This repo deals with the problem of detecting near-duplicates among Russian-language bibliographic references. For the purpose of obtaining references, an additional task is solved — the allocation of bibliographic references from scientific documents. To build the base of unique links, a search engine indexing is implemented.
The notebooks
directory has jupyter-notebook analogues of py-files in py
directory.
The experiment provides two steps.
First step is learning on the data labeled by assessors. Texts of scientific papers were divided to different directories by means of which popular scientific work they cite. So papers in one folder should definitely have the reference on that popular work. Assessors took away everything but bibliography, deleted hyphenation and marked reference that should be in common between all papers in folder. A ML algorithm learns which pairs are marked as duplicates.
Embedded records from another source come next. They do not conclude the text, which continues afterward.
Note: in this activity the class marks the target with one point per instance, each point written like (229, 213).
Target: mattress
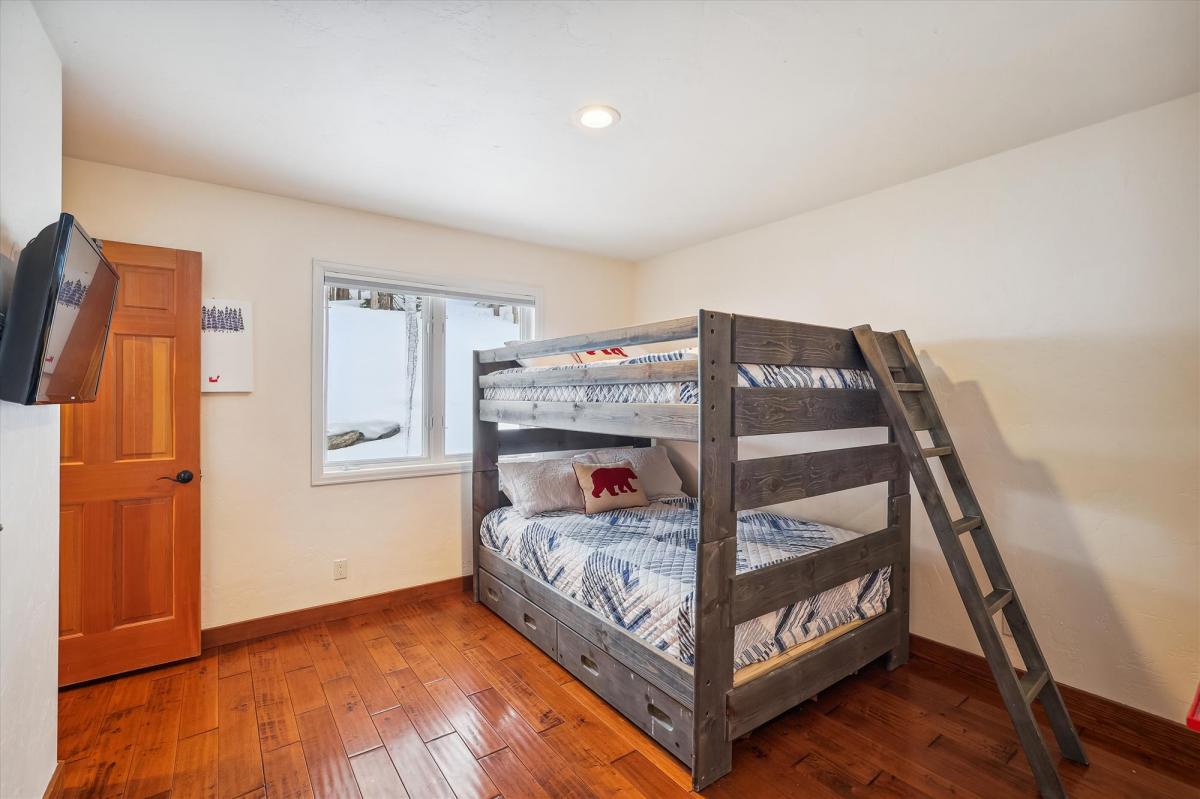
(749, 374)
(636, 568)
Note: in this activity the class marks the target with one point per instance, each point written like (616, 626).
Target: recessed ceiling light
(598, 116)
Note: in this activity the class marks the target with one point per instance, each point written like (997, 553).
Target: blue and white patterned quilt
(749, 374)
(636, 568)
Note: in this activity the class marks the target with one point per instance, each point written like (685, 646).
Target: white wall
(269, 538)
(1053, 295)
(30, 192)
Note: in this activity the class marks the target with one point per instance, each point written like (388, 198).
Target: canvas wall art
(227, 346)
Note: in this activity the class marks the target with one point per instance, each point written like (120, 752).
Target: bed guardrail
(651, 334)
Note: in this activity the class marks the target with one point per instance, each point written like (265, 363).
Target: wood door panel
(147, 288)
(143, 559)
(71, 434)
(144, 400)
(130, 534)
(71, 530)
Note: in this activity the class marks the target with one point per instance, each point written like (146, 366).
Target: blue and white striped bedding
(636, 568)
(749, 374)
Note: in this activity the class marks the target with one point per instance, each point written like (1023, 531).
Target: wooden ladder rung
(1032, 685)
(966, 524)
(997, 600)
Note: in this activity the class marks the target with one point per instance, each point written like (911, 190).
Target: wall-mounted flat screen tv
(59, 313)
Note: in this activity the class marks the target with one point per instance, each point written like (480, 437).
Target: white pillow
(541, 486)
(658, 478)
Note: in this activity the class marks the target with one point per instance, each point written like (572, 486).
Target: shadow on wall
(1054, 539)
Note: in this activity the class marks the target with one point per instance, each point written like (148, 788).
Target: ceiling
(735, 114)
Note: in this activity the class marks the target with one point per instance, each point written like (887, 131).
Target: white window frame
(435, 461)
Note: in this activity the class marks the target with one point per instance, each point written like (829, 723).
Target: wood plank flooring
(443, 701)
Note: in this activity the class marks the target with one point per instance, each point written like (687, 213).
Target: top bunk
(792, 377)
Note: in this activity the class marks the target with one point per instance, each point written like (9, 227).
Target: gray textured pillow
(541, 486)
(658, 478)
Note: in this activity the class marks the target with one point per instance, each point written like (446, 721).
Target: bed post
(715, 552)
(899, 508)
(485, 486)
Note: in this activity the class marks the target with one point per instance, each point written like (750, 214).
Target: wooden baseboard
(54, 787)
(269, 625)
(1099, 720)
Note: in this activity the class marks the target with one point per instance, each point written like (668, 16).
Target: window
(391, 368)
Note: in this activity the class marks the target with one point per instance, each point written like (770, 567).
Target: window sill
(391, 472)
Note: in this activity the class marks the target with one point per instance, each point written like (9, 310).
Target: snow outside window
(394, 359)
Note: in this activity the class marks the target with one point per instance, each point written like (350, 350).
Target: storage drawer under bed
(660, 716)
(522, 616)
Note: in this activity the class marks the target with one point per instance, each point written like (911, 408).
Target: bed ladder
(1018, 692)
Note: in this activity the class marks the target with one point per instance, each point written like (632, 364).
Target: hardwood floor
(442, 700)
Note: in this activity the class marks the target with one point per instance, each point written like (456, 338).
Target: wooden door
(130, 520)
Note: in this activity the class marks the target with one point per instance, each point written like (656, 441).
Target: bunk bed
(696, 710)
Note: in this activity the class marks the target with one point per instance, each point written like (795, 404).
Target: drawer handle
(660, 716)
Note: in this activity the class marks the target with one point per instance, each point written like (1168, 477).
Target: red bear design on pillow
(615, 480)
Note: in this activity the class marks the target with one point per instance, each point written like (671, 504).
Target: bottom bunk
(609, 596)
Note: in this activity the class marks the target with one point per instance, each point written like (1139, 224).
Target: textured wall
(30, 191)
(269, 536)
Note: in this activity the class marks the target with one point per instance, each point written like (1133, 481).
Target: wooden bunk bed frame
(697, 713)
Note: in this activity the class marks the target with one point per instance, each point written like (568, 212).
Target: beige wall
(269, 538)
(30, 192)
(1053, 295)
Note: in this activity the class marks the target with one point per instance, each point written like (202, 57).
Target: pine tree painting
(227, 353)
(222, 319)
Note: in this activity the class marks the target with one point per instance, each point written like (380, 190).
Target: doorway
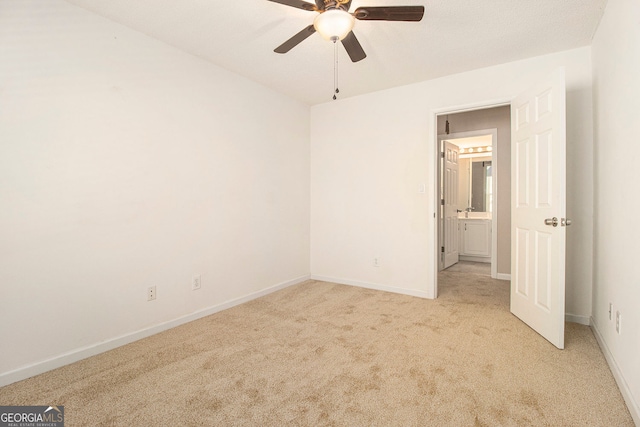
(474, 230)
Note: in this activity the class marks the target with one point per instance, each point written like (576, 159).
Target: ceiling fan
(334, 22)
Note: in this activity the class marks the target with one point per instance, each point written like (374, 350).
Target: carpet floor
(319, 354)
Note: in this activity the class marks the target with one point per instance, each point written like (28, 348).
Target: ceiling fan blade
(390, 13)
(300, 4)
(353, 47)
(295, 40)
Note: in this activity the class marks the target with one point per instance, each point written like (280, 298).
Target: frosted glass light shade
(334, 23)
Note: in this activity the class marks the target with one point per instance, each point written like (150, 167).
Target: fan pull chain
(335, 69)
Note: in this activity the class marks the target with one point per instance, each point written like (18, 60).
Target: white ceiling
(454, 36)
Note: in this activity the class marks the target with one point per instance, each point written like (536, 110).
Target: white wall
(125, 163)
(616, 67)
(370, 154)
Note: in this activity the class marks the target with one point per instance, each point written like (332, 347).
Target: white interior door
(450, 197)
(538, 193)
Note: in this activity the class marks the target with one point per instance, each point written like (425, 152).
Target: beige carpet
(326, 354)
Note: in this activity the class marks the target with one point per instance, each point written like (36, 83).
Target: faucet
(467, 210)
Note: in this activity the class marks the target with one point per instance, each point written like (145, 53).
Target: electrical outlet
(196, 282)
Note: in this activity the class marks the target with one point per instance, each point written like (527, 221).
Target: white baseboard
(634, 407)
(575, 318)
(378, 287)
(94, 349)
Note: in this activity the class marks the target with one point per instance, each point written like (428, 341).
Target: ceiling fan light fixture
(334, 24)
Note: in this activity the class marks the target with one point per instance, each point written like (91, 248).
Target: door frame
(433, 289)
(494, 187)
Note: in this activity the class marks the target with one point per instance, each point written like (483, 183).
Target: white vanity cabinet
(475, 239)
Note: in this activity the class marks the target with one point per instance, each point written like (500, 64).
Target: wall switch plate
(196, 282)
(151, 293)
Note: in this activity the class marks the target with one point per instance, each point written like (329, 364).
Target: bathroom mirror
(481, 175)
(475, 185)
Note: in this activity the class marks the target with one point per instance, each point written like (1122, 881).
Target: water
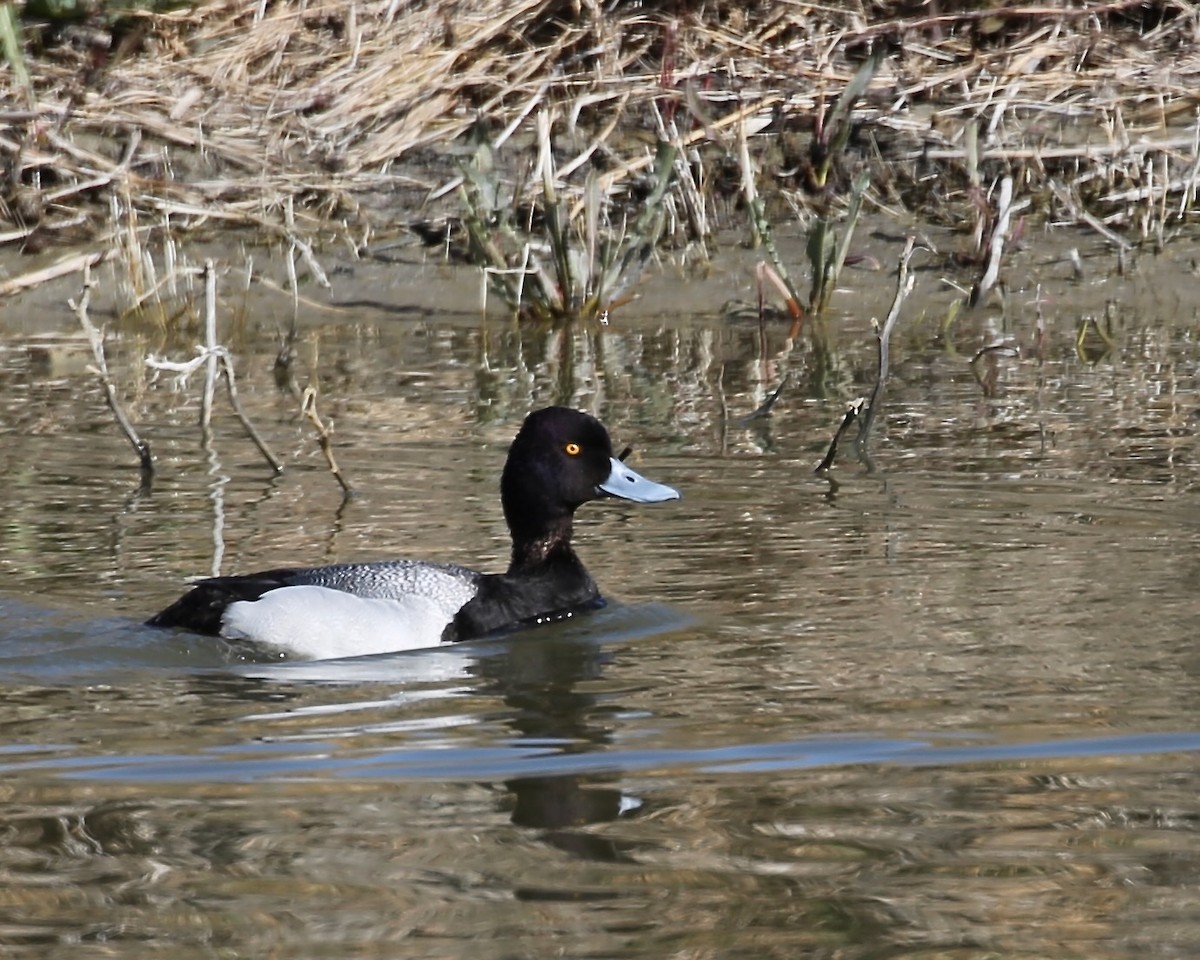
(943, 707)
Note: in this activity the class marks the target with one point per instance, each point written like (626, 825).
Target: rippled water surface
(939, 705)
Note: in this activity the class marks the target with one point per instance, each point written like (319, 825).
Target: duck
(559, 460)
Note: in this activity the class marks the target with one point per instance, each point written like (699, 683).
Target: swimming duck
(559, 460)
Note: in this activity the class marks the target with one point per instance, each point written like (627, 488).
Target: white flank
(323, 624)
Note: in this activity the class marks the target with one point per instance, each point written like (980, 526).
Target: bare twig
(63, 268)
(101, 370)
(1005, 210)
(852, 413)
(324, 437)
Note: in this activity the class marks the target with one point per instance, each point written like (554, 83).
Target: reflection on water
(946, 707)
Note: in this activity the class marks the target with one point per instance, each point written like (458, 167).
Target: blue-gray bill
(628, 484)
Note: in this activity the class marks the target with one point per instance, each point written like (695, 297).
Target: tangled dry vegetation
(310, 119)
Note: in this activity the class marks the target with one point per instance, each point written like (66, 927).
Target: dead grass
(234, 113)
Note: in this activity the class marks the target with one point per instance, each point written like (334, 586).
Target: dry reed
(234, 113)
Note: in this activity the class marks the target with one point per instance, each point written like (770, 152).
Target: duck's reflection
(546, 684)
Second step - extracting references from raw text file automatically and labeling them (1/0 - duplicates or not). Performance of automatic labeling is counted by sampling and measuring the share of right labels.
create_train_test_labeled
- collecting the data from text files with references, extracting features
create_train_test_unlabeled
- collecting the data from text files with full raw text, extracting references and features
random_forest_labeled_data
- learning RF, measuring the performance
experiments
- building the index structure to store unique references, experimenting with size of n-gram
preprocess_observation
- boxed preprocessing steps for pair of references to compare for using in index experiments.